1942: Rund um die Ängste einer jungen Frau vor ihrer eigenen Sexualität entspinnt Jacques Tourneur diesen Noir-Trip durch die Psyche seiner Protagonistin, den letzten Endes auch die anderen Charaktere beschreiten müssen.

Gemessen an der limitierten Budgetierung des Films ist es mehr als erstaunlich, was Tourneur hier kreiert hat. Die „Gefahr“ die von den „Cat People“ im Film ausgeht, wirkt stets wie eine reelle. Dazu muss man dieses allerdings nie sehen.

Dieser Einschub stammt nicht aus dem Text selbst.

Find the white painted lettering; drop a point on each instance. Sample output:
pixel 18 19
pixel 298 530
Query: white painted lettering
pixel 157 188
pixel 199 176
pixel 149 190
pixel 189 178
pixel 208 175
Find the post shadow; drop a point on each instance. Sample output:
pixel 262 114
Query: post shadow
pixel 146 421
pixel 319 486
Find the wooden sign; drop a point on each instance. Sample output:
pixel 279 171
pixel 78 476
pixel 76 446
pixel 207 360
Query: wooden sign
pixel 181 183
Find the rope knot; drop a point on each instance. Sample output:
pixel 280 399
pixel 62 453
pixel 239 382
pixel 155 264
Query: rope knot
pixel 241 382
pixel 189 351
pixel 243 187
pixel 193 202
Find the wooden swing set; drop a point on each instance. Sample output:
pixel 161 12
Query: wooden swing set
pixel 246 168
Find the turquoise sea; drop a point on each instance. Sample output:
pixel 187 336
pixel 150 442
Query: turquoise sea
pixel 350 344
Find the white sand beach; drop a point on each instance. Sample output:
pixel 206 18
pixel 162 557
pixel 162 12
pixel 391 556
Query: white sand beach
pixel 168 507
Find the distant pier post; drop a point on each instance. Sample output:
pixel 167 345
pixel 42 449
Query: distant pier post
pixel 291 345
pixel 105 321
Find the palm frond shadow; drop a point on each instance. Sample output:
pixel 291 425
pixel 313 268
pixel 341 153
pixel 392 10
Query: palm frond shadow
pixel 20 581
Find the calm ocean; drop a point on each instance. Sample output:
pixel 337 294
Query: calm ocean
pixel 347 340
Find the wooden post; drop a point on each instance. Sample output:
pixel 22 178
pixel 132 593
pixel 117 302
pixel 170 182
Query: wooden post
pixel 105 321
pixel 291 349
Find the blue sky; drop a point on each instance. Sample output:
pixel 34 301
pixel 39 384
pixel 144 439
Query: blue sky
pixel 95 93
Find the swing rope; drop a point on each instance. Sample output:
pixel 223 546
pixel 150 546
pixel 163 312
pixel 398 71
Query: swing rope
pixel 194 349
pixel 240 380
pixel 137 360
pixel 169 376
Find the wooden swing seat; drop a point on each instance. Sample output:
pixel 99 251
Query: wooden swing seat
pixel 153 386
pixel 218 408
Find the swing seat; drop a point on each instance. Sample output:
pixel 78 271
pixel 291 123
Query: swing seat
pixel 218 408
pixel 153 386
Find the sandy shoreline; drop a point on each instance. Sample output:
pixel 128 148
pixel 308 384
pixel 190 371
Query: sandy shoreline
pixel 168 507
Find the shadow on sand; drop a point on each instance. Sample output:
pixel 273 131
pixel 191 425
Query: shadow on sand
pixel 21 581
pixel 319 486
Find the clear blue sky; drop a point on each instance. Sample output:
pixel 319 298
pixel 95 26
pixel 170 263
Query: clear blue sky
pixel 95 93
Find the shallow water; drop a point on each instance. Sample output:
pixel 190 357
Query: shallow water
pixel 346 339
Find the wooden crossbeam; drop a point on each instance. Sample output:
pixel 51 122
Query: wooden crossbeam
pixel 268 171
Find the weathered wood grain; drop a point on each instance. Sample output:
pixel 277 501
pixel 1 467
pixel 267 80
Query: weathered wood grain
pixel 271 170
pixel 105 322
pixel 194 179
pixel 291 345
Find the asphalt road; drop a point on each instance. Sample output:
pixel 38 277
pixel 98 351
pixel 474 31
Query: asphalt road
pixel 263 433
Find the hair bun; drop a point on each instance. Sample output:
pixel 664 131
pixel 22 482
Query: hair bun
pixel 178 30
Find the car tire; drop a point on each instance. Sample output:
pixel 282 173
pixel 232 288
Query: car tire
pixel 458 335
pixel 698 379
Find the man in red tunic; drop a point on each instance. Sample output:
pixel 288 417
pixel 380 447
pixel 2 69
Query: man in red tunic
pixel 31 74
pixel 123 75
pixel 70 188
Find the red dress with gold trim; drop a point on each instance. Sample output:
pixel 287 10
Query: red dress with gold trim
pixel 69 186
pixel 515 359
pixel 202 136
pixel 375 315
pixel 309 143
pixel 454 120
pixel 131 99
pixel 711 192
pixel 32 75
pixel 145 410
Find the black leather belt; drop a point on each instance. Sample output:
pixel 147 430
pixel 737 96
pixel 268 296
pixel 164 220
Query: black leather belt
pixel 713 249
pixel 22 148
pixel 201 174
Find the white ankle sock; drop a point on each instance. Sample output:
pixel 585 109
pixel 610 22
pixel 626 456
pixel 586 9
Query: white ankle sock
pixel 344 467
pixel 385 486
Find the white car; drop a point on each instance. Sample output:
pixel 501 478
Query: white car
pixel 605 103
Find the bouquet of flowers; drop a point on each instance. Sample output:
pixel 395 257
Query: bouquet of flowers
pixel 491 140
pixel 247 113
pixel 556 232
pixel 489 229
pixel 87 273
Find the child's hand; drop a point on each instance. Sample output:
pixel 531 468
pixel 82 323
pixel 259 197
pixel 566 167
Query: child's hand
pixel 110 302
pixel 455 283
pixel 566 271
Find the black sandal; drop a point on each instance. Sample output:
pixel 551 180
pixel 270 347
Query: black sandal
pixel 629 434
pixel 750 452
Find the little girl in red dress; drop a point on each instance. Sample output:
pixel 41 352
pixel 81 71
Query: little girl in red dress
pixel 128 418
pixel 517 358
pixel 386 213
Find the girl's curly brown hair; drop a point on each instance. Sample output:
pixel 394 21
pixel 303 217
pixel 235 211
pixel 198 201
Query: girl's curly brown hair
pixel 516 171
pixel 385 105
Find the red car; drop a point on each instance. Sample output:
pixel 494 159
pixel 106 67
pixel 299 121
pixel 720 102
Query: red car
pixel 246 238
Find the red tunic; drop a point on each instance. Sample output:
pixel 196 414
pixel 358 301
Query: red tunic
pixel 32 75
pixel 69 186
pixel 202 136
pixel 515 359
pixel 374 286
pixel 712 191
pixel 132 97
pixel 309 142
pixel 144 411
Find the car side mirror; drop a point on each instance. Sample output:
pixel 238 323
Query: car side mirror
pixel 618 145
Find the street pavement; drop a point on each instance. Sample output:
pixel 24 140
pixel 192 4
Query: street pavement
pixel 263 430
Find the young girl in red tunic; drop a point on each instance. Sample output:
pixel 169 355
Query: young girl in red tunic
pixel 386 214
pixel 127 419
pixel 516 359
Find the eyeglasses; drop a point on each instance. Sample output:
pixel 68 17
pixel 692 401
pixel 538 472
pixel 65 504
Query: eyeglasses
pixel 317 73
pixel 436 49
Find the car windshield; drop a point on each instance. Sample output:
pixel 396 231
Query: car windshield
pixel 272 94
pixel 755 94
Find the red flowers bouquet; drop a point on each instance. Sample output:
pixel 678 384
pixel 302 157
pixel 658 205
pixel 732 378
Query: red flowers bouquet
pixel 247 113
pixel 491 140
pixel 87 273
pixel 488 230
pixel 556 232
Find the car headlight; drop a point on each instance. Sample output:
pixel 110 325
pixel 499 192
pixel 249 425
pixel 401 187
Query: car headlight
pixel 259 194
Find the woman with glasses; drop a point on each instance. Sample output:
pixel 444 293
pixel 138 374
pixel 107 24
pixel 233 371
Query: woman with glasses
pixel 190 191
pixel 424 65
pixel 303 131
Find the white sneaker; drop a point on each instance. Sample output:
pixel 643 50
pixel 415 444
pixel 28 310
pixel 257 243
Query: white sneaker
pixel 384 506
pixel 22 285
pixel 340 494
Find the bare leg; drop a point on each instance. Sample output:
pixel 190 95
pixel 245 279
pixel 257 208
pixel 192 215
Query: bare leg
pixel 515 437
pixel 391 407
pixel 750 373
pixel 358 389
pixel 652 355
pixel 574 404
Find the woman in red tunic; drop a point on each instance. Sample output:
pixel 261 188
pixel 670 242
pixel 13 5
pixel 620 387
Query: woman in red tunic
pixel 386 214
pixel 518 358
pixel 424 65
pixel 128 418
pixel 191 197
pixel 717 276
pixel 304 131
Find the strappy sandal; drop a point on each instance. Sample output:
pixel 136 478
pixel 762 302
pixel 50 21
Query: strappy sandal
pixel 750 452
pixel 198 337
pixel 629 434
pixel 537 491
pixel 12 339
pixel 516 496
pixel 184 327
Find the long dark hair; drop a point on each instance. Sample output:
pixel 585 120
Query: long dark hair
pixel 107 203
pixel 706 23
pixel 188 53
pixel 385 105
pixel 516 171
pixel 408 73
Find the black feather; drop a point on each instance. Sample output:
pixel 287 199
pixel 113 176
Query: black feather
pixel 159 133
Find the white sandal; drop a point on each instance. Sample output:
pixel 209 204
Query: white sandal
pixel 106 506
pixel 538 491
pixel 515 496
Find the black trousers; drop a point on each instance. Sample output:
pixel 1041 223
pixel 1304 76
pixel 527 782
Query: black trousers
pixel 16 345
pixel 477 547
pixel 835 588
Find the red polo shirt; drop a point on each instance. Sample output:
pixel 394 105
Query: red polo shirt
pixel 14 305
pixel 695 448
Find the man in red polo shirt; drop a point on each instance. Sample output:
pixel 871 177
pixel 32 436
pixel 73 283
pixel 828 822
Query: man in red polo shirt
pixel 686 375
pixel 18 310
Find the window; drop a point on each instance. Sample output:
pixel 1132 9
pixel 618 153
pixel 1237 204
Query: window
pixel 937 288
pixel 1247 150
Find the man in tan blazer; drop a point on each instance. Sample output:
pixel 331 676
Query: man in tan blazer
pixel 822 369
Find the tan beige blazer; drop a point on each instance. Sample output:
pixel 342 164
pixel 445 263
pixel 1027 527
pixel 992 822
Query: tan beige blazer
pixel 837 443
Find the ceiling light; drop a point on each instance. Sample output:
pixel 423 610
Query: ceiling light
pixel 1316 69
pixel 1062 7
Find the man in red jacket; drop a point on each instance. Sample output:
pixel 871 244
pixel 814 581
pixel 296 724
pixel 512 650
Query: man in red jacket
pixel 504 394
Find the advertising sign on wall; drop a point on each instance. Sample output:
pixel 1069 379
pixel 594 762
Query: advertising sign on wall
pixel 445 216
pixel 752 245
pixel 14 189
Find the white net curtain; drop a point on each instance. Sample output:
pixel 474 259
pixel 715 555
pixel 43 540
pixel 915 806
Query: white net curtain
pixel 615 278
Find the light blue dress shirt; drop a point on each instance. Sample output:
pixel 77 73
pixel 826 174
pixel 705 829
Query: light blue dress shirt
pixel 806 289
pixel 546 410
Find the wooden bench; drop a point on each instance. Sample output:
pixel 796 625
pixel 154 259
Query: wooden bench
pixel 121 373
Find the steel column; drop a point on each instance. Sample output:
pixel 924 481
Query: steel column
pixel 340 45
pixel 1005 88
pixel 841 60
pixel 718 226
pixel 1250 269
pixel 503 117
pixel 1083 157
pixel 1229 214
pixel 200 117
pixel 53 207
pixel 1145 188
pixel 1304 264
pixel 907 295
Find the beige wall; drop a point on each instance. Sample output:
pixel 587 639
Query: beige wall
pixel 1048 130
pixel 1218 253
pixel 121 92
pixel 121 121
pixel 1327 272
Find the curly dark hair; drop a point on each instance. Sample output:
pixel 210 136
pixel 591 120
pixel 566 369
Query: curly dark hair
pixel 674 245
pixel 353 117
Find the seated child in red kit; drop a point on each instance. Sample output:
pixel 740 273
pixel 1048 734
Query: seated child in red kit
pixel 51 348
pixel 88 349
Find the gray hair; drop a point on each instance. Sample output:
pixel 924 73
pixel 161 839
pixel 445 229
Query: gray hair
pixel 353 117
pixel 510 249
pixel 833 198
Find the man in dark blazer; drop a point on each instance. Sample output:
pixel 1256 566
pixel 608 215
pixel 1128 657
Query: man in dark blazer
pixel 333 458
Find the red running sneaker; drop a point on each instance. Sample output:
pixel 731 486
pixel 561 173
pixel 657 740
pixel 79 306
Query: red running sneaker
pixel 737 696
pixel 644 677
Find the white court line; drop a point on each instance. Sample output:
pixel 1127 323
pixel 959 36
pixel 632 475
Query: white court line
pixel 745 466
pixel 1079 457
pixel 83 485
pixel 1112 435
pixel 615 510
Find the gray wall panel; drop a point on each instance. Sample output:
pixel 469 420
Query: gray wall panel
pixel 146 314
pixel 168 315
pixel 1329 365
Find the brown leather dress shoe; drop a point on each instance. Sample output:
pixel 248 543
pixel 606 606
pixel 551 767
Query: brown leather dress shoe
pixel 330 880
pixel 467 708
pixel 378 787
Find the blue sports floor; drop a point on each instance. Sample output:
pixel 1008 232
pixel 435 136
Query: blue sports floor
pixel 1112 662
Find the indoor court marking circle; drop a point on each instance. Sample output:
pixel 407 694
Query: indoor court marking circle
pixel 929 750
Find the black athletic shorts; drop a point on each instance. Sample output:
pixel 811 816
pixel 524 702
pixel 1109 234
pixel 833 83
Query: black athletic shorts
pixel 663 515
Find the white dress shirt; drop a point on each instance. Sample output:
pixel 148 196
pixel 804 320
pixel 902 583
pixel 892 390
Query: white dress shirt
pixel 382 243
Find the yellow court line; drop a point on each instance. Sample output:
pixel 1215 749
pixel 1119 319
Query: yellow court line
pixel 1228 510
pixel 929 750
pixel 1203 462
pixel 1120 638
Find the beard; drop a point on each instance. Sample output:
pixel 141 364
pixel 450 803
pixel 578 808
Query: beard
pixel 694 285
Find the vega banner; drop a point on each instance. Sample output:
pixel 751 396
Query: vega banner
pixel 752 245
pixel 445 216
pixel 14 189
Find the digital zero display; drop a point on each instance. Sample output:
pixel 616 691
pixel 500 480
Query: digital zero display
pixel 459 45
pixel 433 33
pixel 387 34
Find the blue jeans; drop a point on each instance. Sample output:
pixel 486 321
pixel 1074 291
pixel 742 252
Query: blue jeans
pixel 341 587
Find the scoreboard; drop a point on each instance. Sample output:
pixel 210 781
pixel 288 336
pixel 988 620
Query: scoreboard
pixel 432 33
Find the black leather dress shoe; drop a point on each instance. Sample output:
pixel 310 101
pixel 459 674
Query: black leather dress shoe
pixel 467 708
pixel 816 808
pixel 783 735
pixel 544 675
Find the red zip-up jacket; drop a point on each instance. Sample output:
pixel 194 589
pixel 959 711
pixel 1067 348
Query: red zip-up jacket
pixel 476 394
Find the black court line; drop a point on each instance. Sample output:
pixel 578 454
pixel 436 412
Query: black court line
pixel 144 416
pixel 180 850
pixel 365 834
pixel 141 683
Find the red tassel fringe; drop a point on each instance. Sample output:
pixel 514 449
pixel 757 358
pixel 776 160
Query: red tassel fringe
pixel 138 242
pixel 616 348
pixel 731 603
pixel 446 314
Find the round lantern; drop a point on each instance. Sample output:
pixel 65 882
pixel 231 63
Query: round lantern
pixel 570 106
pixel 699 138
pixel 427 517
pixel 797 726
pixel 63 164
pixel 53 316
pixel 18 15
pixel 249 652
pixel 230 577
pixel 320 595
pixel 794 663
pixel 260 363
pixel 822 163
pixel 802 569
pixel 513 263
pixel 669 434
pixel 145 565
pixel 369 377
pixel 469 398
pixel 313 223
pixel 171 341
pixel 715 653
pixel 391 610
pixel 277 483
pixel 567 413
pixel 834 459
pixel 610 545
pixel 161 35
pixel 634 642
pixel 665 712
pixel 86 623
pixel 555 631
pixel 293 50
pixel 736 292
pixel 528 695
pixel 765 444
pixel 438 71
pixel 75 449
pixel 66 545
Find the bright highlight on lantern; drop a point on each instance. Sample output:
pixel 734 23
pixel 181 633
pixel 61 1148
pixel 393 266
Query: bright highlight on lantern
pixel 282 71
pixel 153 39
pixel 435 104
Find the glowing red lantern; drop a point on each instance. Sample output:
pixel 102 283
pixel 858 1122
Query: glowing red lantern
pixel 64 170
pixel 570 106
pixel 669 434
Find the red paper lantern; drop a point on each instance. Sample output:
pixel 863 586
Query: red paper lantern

Es reicht, dass Tourneur sie als Schatten an die Wand projiziert. Dabei bleibt offen, ob es tatsächliche Schatten sind, die von lebhaften Dingen geworden sind, oder ob diese metaphorisch für die Schatten der dunkeln Gassen der menschlichen Psyche stehen. Die Arbeit mit den Film noir typischen Stilen, den Schattenspielen und Lichtgebungen, tut ihr übriges zum Film hinzu. Aus heutiger Sicht wirkt „Katzenmenschen“ langsam erzählt, doch ein gewisses Faszinosum, das den Film umgibt, ist nachwievor unbestreitbar.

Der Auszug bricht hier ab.